|in situ MeNH2 from MeNH2.HCl/Et3N||Bookmark|
In ../rhodium/chemistry /redamin
10 mmol of Ketone, titanium(IV)isopropoxide (5.9 ml, 20 mmol), methylamine hydrochloride (1.35 g, 20 mmol) and triethylamine (2.79 ml, 20 mmol) in absolute Ethanole (15 ml) was stirred in a capped flask at room temp. for 8-10 h. Sodium borohydride (0.57 g, 15 mmol) was added and the mixture stirred for additional 7-8 h at room temp. The reaction was quenched by pouring into aq. ammonia (30 ml, 2M), resulting inorganic precipitate filtered off, organic layer separated, A/B extraction, drying. Yield of primary amine after isolation purification for acetophenone was 86 % of N-methyl-phenethylamine.
As I understand it after reading this document, the MeNH2.HCl and Et3N react to form anhydr. MeNH2 and Et3NCl in situ. The imine is then formed between the ketone and MeNH2, and the produced water is scavenged by the Ti(iPrO)4. The imine is then reduced to the amine w/NaBH4.
Is my interpretation correct? Can the MeNH2.HCl/Et3N method for in situ MeNH2 production be used generally to produce anhydr. MeNH2 in situ? Why is it not used in the standard NaBH4/MeNH2 reduction without Ti(iPrO)4? Or in bromosafrole amination? Or N-methylacetaldimine production?

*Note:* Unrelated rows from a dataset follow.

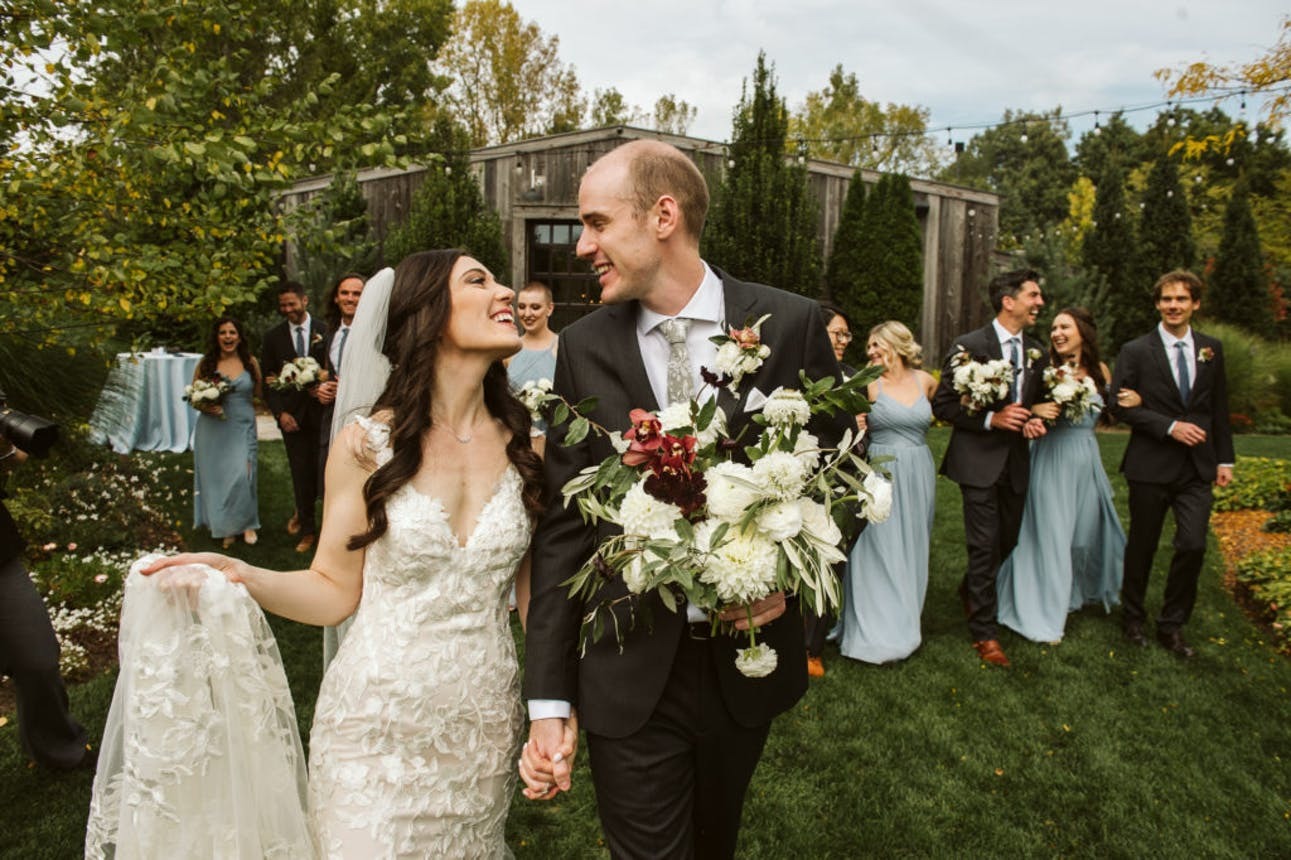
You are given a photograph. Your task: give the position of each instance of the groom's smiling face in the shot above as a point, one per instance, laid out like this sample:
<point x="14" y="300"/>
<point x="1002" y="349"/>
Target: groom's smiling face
<point x="616" y="239"/>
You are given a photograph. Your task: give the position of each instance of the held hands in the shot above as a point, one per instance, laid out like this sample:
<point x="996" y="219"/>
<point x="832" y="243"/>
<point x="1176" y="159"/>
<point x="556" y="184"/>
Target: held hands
<point x="1012" y="417"/>
<point x="548" y="757"/>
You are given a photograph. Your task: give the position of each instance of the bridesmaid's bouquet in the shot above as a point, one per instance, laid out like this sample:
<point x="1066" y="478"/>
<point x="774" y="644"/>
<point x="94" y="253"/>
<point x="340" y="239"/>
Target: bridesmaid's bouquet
<point x="980" y="382"/>
<point x="205" y="393"/>
<point x="702" y="527"/>
<point x="298" y="375"/>
<point x="1073" y="394"/>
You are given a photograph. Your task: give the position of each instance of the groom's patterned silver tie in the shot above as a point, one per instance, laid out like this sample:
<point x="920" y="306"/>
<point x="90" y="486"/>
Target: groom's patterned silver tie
<point x="681" y="381"/>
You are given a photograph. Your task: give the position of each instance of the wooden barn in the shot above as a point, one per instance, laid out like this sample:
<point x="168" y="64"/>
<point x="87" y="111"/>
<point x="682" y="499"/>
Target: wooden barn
<point x="533" y="186"/>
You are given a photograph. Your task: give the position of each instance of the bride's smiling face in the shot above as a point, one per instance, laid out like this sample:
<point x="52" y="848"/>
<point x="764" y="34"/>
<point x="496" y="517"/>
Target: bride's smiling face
<point x="480" y="319"/>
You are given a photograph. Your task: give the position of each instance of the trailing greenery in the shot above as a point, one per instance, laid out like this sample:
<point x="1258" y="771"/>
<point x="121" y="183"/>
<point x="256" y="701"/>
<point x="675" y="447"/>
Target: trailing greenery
<point x="448" y="209"/>
<point x="762" y="224"/>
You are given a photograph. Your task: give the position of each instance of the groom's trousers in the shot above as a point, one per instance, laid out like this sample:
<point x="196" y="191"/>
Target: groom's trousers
<point x="675" y="787"/>
<point x="1190" y="499"/>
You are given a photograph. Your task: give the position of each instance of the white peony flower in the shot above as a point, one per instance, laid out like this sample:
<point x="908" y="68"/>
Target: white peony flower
<point x="878" y="506"/>
<point x="780" y="475"/>
<point x="817" y="523"/>
<point x="781" y="521"/>
<point x="643" y="515"/>
<point x="741" y="568"/>
<point x="731" y="488"/>
<point x="786" y="407"/>
<point x="757" y="661"/>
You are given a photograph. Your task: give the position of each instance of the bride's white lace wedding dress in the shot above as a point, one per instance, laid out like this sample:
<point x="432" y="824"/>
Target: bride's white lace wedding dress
<point x="418" y="718"/>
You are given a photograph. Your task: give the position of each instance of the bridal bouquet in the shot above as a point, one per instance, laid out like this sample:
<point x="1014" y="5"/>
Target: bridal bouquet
<point x="203" y="393"/>
<point x="980" y="382"/>
<point x="1073" y="394"/>
<point x="298" y="375"/>
<point x="701" y="527"/>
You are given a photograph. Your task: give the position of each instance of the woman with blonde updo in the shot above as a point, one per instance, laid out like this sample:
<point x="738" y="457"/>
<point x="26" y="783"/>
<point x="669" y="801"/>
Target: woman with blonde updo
<point x="888" y="567"/>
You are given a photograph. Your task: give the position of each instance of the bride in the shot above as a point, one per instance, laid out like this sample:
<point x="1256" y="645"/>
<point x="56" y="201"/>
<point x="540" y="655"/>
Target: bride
<point x="427" y="521"/>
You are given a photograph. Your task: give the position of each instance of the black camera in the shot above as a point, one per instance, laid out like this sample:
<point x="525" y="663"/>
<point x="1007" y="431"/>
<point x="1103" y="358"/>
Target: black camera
<point x="32" y="434"/>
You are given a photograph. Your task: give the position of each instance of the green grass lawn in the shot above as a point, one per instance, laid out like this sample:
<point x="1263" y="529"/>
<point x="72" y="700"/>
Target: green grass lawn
<point x="1088" y="748"/>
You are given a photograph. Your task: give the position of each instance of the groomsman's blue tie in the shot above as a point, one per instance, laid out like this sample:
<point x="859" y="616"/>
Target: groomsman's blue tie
<point x="1016" y="358"/>
<point x="1185" y="385"/>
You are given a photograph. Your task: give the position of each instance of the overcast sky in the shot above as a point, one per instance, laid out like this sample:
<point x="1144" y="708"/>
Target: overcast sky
<point x="963" y="60"/>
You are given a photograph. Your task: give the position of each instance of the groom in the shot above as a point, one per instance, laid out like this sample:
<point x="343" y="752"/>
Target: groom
<point x="1180" y="443"/>
<point x="674" y="731"/>
<point x="988" y="453"/>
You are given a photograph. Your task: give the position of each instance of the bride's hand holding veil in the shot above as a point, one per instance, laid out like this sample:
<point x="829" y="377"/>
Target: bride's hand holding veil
<point x="329" y="589"/>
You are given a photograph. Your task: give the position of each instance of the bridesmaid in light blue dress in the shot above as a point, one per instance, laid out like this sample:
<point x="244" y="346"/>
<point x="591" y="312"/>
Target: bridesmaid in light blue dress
<point x="887" y="575"/>
<point x="1070" y="546"/>
<point x="223" y="443"/>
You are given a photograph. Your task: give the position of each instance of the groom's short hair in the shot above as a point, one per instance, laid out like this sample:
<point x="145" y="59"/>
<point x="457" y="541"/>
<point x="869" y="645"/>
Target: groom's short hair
<point x="656" y="169"/>
<point x="1008" y="283"/>
<point x="1179" y="276"/>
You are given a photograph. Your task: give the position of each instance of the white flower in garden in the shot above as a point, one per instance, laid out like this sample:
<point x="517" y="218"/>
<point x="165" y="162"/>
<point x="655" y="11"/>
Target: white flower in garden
<point x="730" y="490"/>
<point x="742" y="567"/>
<point x="781" y="521"/>
<point x="643" y="515"/>
<point x="878" y="506"/>
<point x="757" y="661"/>
<point x="780" y="475"/>
<point x="786" y="407"/>
<point x="817" y="523"/>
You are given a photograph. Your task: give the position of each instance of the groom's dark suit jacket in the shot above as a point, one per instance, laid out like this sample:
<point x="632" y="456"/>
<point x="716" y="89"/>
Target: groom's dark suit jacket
<point x="1152" y="455"/>
<point x="613" y="691"/>
<point x="976" y="456"/>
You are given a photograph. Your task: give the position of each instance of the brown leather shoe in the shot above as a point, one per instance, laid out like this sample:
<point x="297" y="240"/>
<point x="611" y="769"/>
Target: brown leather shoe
<point x="990" y="652"/>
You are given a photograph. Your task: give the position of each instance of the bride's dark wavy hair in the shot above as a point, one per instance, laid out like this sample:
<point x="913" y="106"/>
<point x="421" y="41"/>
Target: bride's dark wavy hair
<point x="420" y="307"/>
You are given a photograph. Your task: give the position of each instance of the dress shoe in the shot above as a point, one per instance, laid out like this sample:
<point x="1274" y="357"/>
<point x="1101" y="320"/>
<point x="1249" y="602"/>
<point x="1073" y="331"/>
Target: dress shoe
<point x="1174" y="643"/>
<point x="1135" y="635"/>
<point x="990" y="652"/>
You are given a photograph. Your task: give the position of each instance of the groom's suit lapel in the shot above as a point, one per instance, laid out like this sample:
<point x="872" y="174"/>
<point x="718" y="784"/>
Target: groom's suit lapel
<point x="620" y="333"/>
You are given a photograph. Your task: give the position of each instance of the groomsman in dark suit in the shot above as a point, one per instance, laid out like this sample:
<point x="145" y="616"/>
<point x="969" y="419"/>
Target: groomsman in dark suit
<point x="341" y="301"/>
<point x="988" y="455"/>
<point x="674" y="731"/>
<point x="1180" y="444"/>
<point x="296" y="412"/>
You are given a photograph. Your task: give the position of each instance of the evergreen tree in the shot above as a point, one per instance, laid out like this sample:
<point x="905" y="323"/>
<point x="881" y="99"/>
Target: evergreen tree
<point x="448" y="211"/>
<point x="1240" y="286"/>
<point x="1109" y="252"/>
<point x="890" y="258"/>
<point x="843" y="273"/>
<point x="763" y="221"/>
<point x="1166" y="229"/>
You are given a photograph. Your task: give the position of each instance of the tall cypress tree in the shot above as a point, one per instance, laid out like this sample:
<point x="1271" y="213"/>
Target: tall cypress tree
<point x="1166" y="230"/>
<point x="843" y="273"/>
<point x="763" y="220"/>
<point x="1240" y="287"/>
<point x="448" y="209"/>
<point x="890" y="273"/>
<point x="1109" y="251"/>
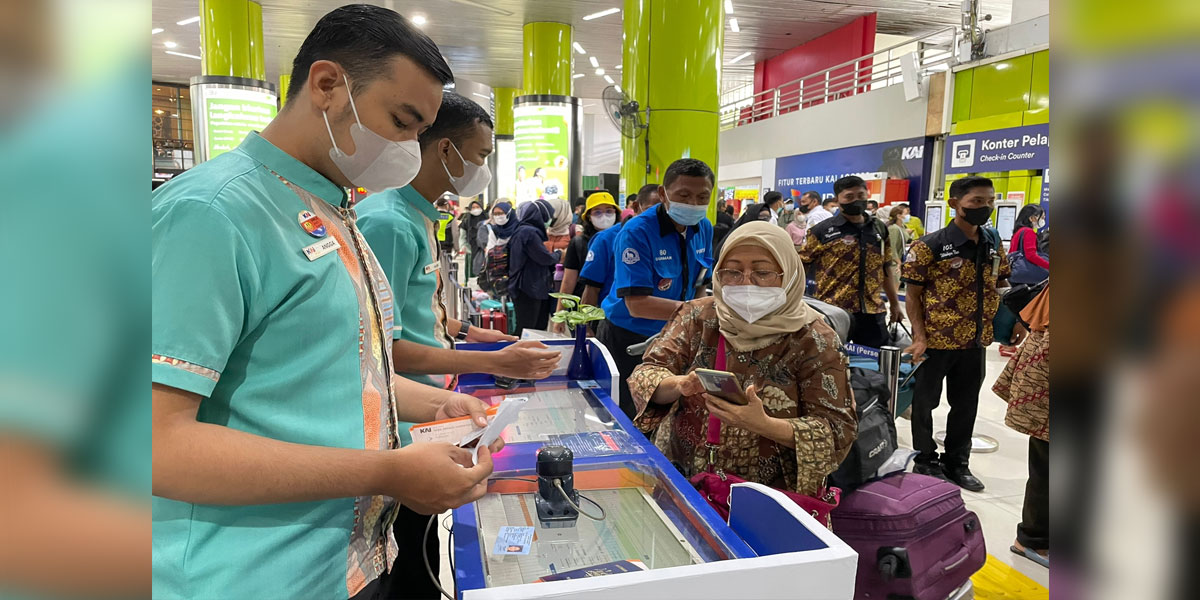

Have I got the wrong end of the stick?
|Triethylamine/MeNH2.HCl = anhydrous methylamine||Bookmark|
Yes, your interpretation is correct. The Ti(iPrO)4 also helps the reductive amination by coordinating to the formed imine and keeping everything "in place" until it has been reduced.
The reason the MeNH2.HCl/Et3N system isn't more often used to replace anhydrous methylamine freebase is probably because of the added cost, and that careful vacuum distillation is absolutely required to separate the triethylamine from the product freebase, as they are both carried through an acid/base extraction. I think there is a meth synthesis using this system on my page though.